Pattern Matching vs Grammar Specification
This page is a personal note on the relation of pattern matching and grammar specification, and their application in formal logic. Pattern matching here can mean textual pattern matching such as regex or list structure and datatype pattern matching such as in Mathematica.
A Need for Grammar Spec Lang
In computing, there's pattern matching. ⁖ those in Mathematica, for pattern matching list structure and datatypes ( Mathematica patterns ) , and those in perl, for pattern matching strings. These pattern matching languages are designed to match patterns, but i have realized, that they are rather unfit, when used as a mean to specify the structure of textual forms. In short, what i came to understand is that pattern matching facilities (may it be regex for strings or Mathematica's for structure), although powerful, but is not capable of specifying formal grammar, even very simple ones. (this seems obvious now when stated as above, but it was a realization for me.)
Often, when writing doc or in verbal communication, on computer programing or doing math with Mathematica, you are tempted to use a pattern to communicate a particular form a expression may have. For example, you would like to say that email address has the form xyz, where xyz is a perl regex:
Similarly, you might use regex to communicate the form of a url, domain name, file path. In math (especially in formal logic or in computer algebra systems), i often want to say that certain function has the form xyz, where xyz is a Mathematica pattern that indicates the function's parameters, output, and their types. (i.e.: a computer language expression analogous to traditional notation f:ℂ²→ℝ³). However, in practice, using regex or Mathematica's patterns for the purpose of specifying a form, is often unsatisfactory. Typically, using patterns only gives a general idea, but isn't a correct specification of the form. For the purpose of giving a general idea, verbal English description is almost as good. Almost.
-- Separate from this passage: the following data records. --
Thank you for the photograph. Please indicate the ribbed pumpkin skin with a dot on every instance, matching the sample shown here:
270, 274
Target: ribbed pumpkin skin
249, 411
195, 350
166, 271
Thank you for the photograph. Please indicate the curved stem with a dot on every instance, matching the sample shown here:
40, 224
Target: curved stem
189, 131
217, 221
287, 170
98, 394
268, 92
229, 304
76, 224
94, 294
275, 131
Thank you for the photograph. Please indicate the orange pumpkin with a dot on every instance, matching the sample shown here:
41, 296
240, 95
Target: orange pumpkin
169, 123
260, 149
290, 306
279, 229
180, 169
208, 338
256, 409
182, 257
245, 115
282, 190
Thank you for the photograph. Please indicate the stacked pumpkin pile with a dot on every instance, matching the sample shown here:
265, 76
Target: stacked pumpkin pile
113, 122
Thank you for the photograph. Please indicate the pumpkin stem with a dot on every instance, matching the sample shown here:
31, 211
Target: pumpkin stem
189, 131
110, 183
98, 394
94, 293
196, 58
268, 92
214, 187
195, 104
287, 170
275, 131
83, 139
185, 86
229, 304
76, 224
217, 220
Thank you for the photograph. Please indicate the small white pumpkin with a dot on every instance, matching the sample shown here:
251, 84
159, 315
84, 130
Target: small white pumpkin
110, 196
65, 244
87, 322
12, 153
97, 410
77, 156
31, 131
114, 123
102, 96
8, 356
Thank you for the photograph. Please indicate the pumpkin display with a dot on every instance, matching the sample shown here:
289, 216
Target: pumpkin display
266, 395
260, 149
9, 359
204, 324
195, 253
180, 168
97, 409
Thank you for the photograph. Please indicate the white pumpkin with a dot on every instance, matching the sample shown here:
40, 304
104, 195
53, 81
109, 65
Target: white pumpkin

For example, in the official doc for E-mail address, RFC 2822, section 1.2.2 and section 3.4 〔http://tools.ietf.org/html/rfc2822#section-1.2.2 • http://tools.ietf.org/html/rfc2822#section-3.4 〕 it does not use a regex to specify email address's syntax. Instead, it uses a variant of ABNF (Augmented Backus–Naur Form) mixed with many pages of explanations, for human reading. 〔➤ What's the Difference Between BNF, EBNF, ABNF?〕
Here's a regex for email address that presumably correctly match the spec in RFC 2822.
The regex is 426 chars long and not human readable.
It is quite desirable to have a simple language for specifying syntax, that can be parsed by a computer, yet designed in a human-readable way, and concise. With such a language, we could use it to verify if a text is a valid form. We could use it for human communication. Conceivably, it could replace regex for string pattern matching or much enhance pattern matching as used in Mathematica or other functional langs.
Pattern Matching vs Grammar Specification
Pattern matching is used to check if a given text is valid (matches the pattern). Grammar spec lang such as BNF does reverse: it takes a spec and “generates” all possible valid texts. Can there be a single syntax, that works both ways?
Parsing Expression Grammar!
I have found what i wanted!! See Parsing expression grammar.
There are 2 Emacs Lisp implementations:
- ParserCompiler , by Mike Mattie. @ http://www.emacswiki.org/cgi-bin/wiki/ParserCompiler
- ParsingExpressionGrammars , by Helmut Eller. @ http://www.emacswiki.org/emacs/ParsingExpressionGrammars
Origin of My Interest
PS here's what lead me to write this article. I was studying algebraic curves Elementary Geometry of Algebraic Curves amazon , by C G Gibson. While reading the book, in conjunction of working on my Visual Dictionary of Special Plane Curves website, and also my long time interest in formal mathematics (See: The Codification of Mathematics), i wanted to express the definition and theorems of algebraic curves as a sequence of symbols. (and hopefully show proofs as derivation of these symbol strings according to some given rules. In other words, my wish is to put the human element out)
In other words, i was foraging into formal systems. This is when i EXPLICITLY realized a long experience, that pattern matching as by regex or Mathematica isn't sufficient to specify even simple forms (i.e. conext free grammar). This got me started to study formal languages, grammar, BNF, CFL, PEG, parsers, automata, etc. I have actually never studied these subjects. (I recall, back in 1997, i was naively trying to devise production rules for the Mathematica language. I was, effectively, devising BNF for Mathematica's FullForm (which is just nested list like lisp).)
Another reason that i dived into the subject, is that for the past 2 or so years i've been wanting to have a lisp source code reformatter in emacs based on a lexical scan. 〔➤ A Simple Lisp Code Formatter〕 Getting acquainted with parser theory will help me.